Jason2357

joined 2 years ago
[–] [email protected] 1 points 14 hours ago

Being told something and getting it are two completely different things. Most people just don’t understand the difference -we have failed at educating here. One thing I have noticed is that people understand avoiding American companies, even when they don’t understand avoiding closed/walled gardens. It’s a decent hook to get people reconsidering, but it’s a long slow process.

[–] [email protected] 13 points 1 day ago

It’s a literal national security threat to become dependent on starling, as demonstrated in Ukraine. We can build our own networks and support other LEO internet projects.

[–] [email protected] 19 points 2 days ago (1 children)

Only a headline because of current events south of the border. Ontario does this every year at this time. Letters home before march break, several more after, likely a phone call from public health, then suspensions. The last part rarely happens because the anti-vaxxers just get an exemption for some bullshit reason. So it’s mostly just a threat so that people aren’t too lazy to get something done.

[–] [email protected] 3 points 5 days ago (1 children)

You identify with the term fiscal conservative, but in practice, everything you advocate is straight up liberal. It proves the point that the term is meaningless. Everyone wants to spend efficiently, it’s just the priorities that distinguish conservative from liberal.

[–] [email protected] 11 points 1 week ago

Looks like a LOWESS curve (https://en.wikipedia.org/wiki/Local_regression). They always overfit, but are still useful to show trends. The main danger is that they get wonky near the limits of the data. Note that that increase at the end of the left plot for Democrats looks like it is increasing -but that increase looks to be 100% dependent on that single data point for '25. Obviously, you never want your analysis to be dependent on a single point like that.

[–] [email protected] 2 points 1 week ago (1 children)

I'm not sure you are vehemently agreeing with me, or somehow arguing the semantics that "even worse" and "much worse" mean something substantially different.

Indeed, see the context - I'm referring to the fact that Firefox is nearly 100% funded by advertisers, but separated by an arms-reach organization. Chrome is precisely 100% funded by advertisers, and under the complete control of an advertising company. Chrome is clearly worse, but Firefox is long-term problematic because that advertising money is going to whittle away at that separation eventually.

[–] [email protected] 8 points 1 week ago

Oh wow, I almost bought into proton with hard-earned dollars just a few days ago. Glad that was on the backburner until now! holy smokes! Task cancelled! Thank you.

[–] [email protected] 19 points 1 week ago (5 children)

They made a shitty change to their TOS regarding sharing user data with advertisers, then backtracked (appropriately, imho). It's the same issue as always - Firefox costs Mozilla millions of dollars to develop and maintain, and it's entirely funded by advertising companies. I personally think Mozilla does a pretty good job of balancing interests, but that is a long term problematic relationship for privacy respecting software. I don't think any of the forks solve that problem, as they are still dependent on all of Mozilla's development money to keep going, and Chrome based browsers are even worse. Modern browsers are just too damned expensive! Anyway, the drama: https://techcrunch.com/2025/03/03/mozilla-rewrites-firefoxs-terms-of-use-after-user-backlash/?guccounter=1

[–] [email protected] 10 points 2 weeks ago

Exactly, never assume silence is because they have changed their minds. They only just discovered it doesn't play well in polling and are avoiding the topic. Unless they actively say they have changed their mind, they haven't (and even then be skeptical). Ontario learned this the hard way several times in a row.
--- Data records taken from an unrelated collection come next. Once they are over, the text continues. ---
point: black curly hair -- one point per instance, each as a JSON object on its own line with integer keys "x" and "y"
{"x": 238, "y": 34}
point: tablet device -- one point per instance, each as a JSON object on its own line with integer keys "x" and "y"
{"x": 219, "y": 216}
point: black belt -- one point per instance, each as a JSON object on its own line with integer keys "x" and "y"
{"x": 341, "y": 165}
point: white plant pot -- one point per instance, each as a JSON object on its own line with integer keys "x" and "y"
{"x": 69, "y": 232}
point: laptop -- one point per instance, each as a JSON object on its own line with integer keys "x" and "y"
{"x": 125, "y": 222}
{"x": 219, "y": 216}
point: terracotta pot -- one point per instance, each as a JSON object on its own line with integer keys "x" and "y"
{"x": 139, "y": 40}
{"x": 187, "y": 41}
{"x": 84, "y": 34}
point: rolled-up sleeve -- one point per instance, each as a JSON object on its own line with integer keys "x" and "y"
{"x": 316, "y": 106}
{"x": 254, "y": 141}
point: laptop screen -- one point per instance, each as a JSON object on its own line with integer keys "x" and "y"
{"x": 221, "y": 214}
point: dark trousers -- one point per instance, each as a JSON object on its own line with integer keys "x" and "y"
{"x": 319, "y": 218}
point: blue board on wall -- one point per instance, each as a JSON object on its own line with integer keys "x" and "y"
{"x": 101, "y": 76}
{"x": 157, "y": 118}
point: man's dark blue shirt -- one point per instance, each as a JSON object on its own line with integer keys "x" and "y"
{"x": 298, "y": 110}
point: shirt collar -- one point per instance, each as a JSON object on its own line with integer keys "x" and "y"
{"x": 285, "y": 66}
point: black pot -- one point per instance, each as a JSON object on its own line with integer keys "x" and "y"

[–] [email protected] 3 points 2 weeks ago (1 children)

Reagan's success was convincing the Democrats to under-correct and fully buy-into trickle-down neoliberalism for decades. That way, when people get fed up with it, a Republican gets to claim to be a third option against all those mainstream globalists who's going to bring jobs back to America. The marks don't recognize it was the Republican's who started it in the first place.

[–] [email protected] 1 points 2 weeks ago

Tesla does not have independent dealers. All stores are corporate owned.

[–] [email protected] 4 points 2 weeks ago (3 children)

Paywalled... but. TheStar has 6 months for a buck right now -might be worth paying to follow their election and tariff coverage, which is pretty good, and avoid all those American owned papers entirely.